Performances throughout are compelling and impressive. Ralph Fiennes is perfectly cast in the lead role, both in the flashback scenes (where he is a dashing figure of a man, yet still exuding the potential for betrayal), and in the sections of the film set in the monastery, where he portrays the fatalistic emotions of a dying man with power and sympathy. Kristin Scott-Thomas makes a convincing femme fatale here, an English rose in the Cairo heat and dust, but with a high and volatile sexual charge. And in the monastery, Juliette Binoche turns in a tender and compassionate performance as the nurse, giving up much to care for this doomed case that she feels a strange affinity for. Willem Defoe also impresses as a US agent who turns up in Italy and may just know the patient's secret; and there are also many additional fine performances, making the film a sum of many talents.

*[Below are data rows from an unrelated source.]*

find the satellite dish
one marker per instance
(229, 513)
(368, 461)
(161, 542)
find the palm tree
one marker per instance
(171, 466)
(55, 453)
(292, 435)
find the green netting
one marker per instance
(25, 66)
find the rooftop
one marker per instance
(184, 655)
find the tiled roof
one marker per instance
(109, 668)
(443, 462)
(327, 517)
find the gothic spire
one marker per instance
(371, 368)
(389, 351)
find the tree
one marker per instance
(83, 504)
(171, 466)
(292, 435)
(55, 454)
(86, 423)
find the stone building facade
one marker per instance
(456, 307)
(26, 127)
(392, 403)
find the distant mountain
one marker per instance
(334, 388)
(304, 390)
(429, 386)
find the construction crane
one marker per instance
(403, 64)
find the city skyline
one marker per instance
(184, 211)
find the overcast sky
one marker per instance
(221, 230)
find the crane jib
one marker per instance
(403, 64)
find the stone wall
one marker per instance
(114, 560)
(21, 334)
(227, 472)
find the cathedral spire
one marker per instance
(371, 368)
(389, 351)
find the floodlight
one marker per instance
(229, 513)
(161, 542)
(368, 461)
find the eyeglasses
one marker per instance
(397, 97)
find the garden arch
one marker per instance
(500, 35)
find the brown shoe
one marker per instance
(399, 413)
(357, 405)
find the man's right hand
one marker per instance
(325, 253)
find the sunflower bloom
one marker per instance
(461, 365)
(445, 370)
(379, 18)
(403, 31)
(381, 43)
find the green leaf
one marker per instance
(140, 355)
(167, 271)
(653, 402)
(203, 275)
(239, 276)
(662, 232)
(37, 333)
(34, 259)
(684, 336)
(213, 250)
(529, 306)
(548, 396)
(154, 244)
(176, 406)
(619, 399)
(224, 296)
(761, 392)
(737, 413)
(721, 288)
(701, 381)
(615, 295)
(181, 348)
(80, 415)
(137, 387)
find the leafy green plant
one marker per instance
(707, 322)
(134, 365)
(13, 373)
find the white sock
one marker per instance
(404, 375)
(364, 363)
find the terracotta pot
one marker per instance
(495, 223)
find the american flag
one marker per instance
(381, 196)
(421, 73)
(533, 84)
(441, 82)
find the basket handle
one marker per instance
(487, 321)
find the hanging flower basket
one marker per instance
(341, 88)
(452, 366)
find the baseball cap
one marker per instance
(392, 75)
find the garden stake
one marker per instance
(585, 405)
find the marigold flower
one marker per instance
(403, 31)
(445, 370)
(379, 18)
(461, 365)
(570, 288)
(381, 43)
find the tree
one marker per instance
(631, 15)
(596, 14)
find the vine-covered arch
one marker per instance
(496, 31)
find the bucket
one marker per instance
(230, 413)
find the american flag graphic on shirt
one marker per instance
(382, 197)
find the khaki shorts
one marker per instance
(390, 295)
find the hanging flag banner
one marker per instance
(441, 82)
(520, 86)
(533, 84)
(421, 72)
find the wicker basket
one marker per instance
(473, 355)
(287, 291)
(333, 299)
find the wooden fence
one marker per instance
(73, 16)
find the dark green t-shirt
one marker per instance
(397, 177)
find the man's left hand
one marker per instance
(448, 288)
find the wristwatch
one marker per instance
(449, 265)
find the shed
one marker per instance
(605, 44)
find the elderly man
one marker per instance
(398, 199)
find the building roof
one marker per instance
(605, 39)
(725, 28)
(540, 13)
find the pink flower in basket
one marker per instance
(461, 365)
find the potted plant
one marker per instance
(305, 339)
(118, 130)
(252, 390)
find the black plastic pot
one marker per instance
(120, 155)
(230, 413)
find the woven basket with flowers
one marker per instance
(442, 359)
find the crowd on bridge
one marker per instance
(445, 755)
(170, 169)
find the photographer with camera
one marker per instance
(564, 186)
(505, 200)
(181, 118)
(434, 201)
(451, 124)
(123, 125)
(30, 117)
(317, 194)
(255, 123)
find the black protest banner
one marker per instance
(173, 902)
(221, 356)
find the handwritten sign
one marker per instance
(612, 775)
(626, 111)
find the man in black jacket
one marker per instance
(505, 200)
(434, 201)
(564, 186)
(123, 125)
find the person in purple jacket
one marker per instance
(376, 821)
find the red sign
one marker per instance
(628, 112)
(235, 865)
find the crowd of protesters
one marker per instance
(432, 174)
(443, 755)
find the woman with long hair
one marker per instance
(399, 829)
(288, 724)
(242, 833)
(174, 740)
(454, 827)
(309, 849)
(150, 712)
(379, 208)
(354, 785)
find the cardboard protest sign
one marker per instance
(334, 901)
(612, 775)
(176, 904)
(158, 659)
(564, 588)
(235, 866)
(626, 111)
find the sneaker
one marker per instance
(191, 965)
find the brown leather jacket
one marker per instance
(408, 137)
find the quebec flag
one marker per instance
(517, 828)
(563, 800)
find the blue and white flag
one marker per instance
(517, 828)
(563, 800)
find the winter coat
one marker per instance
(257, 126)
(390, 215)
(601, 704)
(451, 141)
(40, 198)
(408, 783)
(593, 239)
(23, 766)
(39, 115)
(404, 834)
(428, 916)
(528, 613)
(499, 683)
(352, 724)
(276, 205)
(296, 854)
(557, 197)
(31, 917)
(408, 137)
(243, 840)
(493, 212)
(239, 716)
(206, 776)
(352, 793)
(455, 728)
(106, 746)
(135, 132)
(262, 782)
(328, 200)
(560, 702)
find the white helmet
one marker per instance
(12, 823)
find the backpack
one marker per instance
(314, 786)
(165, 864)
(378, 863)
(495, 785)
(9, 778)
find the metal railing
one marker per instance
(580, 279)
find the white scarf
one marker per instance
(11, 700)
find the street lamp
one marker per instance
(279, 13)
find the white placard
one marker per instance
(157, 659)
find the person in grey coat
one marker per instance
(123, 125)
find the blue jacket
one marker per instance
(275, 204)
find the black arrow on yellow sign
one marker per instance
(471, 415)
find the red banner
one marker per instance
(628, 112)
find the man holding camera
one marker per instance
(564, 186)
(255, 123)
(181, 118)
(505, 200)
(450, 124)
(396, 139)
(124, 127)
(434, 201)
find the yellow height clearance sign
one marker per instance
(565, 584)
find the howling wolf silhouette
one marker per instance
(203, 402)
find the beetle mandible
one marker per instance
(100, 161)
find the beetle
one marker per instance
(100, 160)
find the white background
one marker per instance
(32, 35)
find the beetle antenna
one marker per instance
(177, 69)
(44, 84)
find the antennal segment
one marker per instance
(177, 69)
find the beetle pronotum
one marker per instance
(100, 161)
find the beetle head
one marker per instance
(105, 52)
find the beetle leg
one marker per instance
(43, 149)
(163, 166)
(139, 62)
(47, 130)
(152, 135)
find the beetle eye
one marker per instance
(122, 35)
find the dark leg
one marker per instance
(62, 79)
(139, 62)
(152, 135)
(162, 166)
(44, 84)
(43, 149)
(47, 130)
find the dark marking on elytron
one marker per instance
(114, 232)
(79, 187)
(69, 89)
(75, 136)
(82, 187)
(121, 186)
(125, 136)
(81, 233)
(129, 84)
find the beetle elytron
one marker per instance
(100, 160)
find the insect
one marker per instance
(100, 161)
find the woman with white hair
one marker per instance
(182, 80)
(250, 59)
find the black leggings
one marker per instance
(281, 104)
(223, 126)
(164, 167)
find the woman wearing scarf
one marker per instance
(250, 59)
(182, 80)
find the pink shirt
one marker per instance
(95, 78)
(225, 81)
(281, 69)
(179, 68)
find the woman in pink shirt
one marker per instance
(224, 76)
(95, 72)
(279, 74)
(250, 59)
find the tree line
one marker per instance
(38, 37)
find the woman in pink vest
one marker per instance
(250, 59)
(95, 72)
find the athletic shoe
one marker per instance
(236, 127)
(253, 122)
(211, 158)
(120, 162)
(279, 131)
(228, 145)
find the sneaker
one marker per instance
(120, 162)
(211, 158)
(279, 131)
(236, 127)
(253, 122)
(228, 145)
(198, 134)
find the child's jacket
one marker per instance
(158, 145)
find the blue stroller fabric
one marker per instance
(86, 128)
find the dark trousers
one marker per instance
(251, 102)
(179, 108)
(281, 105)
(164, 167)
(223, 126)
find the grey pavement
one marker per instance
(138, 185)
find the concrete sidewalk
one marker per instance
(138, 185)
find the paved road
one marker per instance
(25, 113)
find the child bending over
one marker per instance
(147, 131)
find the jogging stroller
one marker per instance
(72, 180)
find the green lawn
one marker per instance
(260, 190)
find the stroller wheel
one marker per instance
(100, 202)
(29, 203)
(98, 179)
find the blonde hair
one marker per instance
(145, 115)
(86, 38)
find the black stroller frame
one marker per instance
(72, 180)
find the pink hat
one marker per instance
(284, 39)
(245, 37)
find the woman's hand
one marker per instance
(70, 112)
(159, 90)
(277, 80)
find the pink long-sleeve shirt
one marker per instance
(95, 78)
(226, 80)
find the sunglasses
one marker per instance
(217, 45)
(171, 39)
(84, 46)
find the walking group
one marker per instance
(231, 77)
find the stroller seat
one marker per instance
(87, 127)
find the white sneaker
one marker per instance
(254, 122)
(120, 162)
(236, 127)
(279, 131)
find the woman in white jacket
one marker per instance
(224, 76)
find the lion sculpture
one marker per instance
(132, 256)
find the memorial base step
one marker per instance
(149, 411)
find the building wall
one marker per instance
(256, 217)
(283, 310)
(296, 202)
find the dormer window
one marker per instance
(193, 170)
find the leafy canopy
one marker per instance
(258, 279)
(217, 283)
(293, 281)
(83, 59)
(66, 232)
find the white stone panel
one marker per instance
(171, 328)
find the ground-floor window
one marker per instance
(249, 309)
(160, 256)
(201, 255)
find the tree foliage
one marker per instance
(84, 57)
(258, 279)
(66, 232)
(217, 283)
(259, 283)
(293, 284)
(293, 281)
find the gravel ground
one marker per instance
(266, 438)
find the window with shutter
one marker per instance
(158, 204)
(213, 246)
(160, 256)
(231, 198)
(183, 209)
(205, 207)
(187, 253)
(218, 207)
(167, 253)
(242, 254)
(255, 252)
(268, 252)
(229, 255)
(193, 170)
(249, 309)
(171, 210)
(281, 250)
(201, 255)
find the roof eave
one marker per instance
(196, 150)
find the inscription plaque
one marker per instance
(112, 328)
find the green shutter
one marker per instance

Minghella directs the tale with style and tenderness, turning up the romance factor of the original novel so that few will leave the cinema unmoved by the emotional depth of what they have seen. Some of the segues between the scenes in the monastery and those in the desert are excellently realised, such as golden undulating dunes becoming white linen sheets, or a musical refrain being picked up in one setting and carried forward to the next. The two locales complement each other well, with the sweltering red heat of the desert being balanced by the humid blue tones of Italy, and the cinematography excels - particularly in the desert with the broad, sweeping expanses of sand and mountain, with the heat almost tangible. Minghella also captures the intensity of the relationship between Fiennes and Scott-Thomas, emphasising their attraction and lust without descending into the realms of cheap tawdriness.

As a whole, The English Patient is a masterpiece. Although lengthy (at just under three hours), it uses the time well, never dragging and allowing characters and relationships to develop on-screen. Well-deserved of its Oscar success, the film is the best I have seen this year by far, and will live in my memory for a long time to come. Intensely moving and affecting, it is a triumph of plot, character and intelligent, thematic film-making and cannot be recommended highly enough.